MONTPELIER, Vermont — As he stood outside a Victorian house getting new insulation, Gov. Peter Shumlin signed a law Thursday designed to retool Vermont's renewable energy programs and spur utilities to help customers cut costs and carbon emissions in heating their homes.
Shumlin was surrounded by lawmakers, executive branch officials, utility and renewable energy industry leaders as he signed House Bill 40.
Among other provisions, the legislation establishes a new requirement that 55 percent of the power sold by Vermont energy companies must come from renewable sources by 2017. That figure rises to 75 percent by 2032.
The new law also calls for an "energy transformation" program, in which Vermont utilities will provide leasing or on-bill financing to help customers make efficiency improvements to their homes, such as high-efficiency heat pumps for heating rooms or water.
"Vermonters will now have one stop access for services and financing to weatherize their homes and businesses, add on-site solar and replace or upgrade their current heating system with state-of-the-art air source heat pumps," said Democratic Rep. Tony Klein of East Montpelier, who chairs the House Natural Resources and Energy Committee.
Dan and Mary Margaret Groberg, owners of the 1898 home where Shumlin signed the bill, said they recently installed heat pumps. Their newly installed hot water heater in the basement is expected to cost $215 a year to operate compared with $531 a year for the old unit.

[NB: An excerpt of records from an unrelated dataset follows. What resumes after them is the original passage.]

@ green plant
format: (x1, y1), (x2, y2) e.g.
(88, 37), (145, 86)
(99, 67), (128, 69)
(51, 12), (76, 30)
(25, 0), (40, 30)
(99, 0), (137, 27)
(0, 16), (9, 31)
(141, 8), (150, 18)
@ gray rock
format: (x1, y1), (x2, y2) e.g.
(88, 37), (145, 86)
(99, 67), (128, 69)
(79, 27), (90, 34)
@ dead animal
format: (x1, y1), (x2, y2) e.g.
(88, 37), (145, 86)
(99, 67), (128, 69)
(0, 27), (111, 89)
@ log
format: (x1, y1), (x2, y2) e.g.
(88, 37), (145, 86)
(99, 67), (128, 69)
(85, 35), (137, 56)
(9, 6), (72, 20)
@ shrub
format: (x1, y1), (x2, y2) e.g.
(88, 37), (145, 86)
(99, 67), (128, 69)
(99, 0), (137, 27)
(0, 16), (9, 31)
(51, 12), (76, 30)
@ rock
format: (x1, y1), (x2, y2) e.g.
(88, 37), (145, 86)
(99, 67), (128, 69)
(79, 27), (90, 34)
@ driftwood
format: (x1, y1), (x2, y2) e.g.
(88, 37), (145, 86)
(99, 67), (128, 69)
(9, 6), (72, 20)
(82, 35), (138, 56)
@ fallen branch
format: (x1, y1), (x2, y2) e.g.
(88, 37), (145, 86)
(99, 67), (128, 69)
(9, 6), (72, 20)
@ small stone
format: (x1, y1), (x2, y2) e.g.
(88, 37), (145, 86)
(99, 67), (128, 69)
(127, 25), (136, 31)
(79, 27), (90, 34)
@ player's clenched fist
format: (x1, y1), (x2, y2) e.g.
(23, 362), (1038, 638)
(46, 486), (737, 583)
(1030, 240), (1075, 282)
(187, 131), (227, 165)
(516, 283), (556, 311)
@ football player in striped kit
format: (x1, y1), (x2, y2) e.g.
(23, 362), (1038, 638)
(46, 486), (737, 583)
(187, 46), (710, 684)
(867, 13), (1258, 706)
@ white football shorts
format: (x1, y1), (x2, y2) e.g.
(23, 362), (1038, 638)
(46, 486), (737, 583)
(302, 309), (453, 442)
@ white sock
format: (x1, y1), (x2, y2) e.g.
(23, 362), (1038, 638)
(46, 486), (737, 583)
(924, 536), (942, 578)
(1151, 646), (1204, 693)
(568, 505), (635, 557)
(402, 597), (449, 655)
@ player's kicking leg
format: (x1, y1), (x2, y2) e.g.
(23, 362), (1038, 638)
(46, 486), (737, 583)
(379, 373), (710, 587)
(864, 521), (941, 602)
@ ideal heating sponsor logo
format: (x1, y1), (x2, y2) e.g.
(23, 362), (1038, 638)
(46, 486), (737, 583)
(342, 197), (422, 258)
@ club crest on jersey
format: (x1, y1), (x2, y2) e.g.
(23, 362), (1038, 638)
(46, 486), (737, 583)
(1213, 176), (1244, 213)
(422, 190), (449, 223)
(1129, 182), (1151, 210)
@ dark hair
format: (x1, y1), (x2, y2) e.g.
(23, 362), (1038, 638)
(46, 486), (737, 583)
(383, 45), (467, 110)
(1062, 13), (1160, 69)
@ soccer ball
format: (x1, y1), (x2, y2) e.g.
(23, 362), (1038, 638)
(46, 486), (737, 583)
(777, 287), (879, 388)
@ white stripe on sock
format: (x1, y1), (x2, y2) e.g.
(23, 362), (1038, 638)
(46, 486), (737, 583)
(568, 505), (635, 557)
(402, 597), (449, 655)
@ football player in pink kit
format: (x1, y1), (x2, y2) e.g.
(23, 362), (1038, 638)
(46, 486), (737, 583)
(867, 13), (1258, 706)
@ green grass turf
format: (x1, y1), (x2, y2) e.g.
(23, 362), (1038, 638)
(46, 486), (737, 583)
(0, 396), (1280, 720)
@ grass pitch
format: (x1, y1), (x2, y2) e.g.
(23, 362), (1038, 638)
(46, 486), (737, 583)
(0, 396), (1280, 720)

Vermont utilities sell about $50 million worth of renewable energy credits a year outside the state. And the law's renewable source requirement is expected to help resolve complaints from outside Vermont, particularly from Connecticut, that Vermont counts some of its wind, solar, and biomass power twice — once toward meeting its in-state renewable goals and again by allowing renewable energy developers to sell pollution reduction credits outside the state.